Eunha virou-se devagar para Ijun. Ele continuava olhando para o céu enquanto falava com a voz baixa.
— O general disse que, entre todos nós, você era a mais adequada pra ser caçadora. Eu concordo. Porque você é forte, Eunha, e parece que não se abala, aconteça o que acontecer, e só olha pra frente.
— Ainda acha isso? — Eunha perguntou de repente. A boca de Ijun se curvou num sorriso tênue enquanto ele encarava o céu.
— …Não.
Ijun manteve os olhos no céu e falou devagar:
— Agora, hum… acho que talvez você não sirva pra ser caçadora.
— …
— Se você continuar nesse trabalho, nunca vai escapar da morte. Vai ter que ver seus companheiros morrendo diante dos seus olhos, como hoje. E cada vez, acho que você, Eunha, vai se abalar, ficar triste e se arrepender como agora. Tô certo?
— Não posso dizer que não.
Ijun soltou uma risada baixa diante da sinceridade de Eunha. Então, desviou os olhos do céu e olhou para ela.
— Mesmo assim, ainda quero ser como você.
No momento em que seus olhares se cruzaram, a lua, antes escondida pelas nuvens, surgiu e iluminou seus rostos.
— Estou dizendo que espero que você continue assim no futuro também. Porque isso não é nada patético. Na verdade…
…Na verdade? Eunha piscou.
— D-De qualquer forma. — Ijun pigarreou de maneira desajeitada e se levantou de um salto. — Eu gosto de você assim. Q-Quer dizer, gosto no sentido de… então…
Eunha achou engraçado o jeito como ele falava e ficava nervoso por conta própria, e soltou uma risada involuntária.
— Então, o que você quer dizer com isso, afinal?
— …Só que… — Ijun hesitou um pouco, depois parou e encarou Eunha. — Só porque você é caçadora e líder da equipe, não quero que carregue um peso tão grande.

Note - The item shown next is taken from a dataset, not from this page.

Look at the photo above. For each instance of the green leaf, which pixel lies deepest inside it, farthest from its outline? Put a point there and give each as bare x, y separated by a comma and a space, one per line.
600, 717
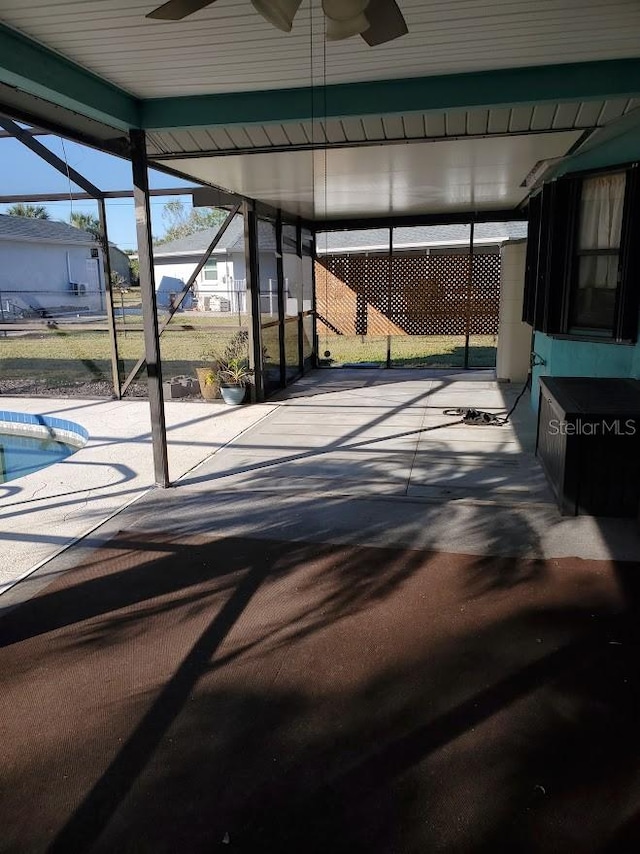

Fique triste quando quiser, e t-também sorria como acabou de fazer. Quero que continue assim no futuro — acrescentou ele num sussurro.
Talvez fosse só uma impressão, mas o vento de inverno sob o luar brilhante não parecia mais tão frio.
— …
Bem quando Eunha abriu os lábios, houve um clarão, e uma lâmpada alaranjada se acendeu na tenda próxima.
— O que vocês dois estão cochichando aí?
— Ijun Baek, de novo?!
— A Myungjin Son vai sair do túmulo pra te dar uma surra!
Seus companheiros, que pareciam estar dormindo, enfiaram a cabeça para fora e lançaram olhares acusadores para os dois.
— N-Não! Não é nada disso! — Ijun se apressou em dizer, o rosto corado. Eunha sorriu de leve ao observá-lo. — É-É só que a Eunha estava sozinha aqui fora…!
— Ijun Baek.
Eunha segurou de leve a manga de Ijun quando ele estava prestes a voltar para a tenda.
— Obrigada.
— …Ah.
Ijun congelou no lugar ao sentir Eunha puxar sua manga.
Fiiuuu…
O som de assovios os cercou. Ijun recuou num pulo, como se nada tivesse acontecido, e correu até sua tenda. Os outros companheiros começavam a despertar por causa da confusão. A escuridão ao redor agora se tingia com uma luz alaranjada e acolhedora. Pouco antes de voltar para a tenda, Eunha olhou para o céu. As estrelas estavam espalhadas pelo céu negro como sal. Pensando bem, era um céu igual ao de ontem. Eunha achou que amanhã seria o mesmo.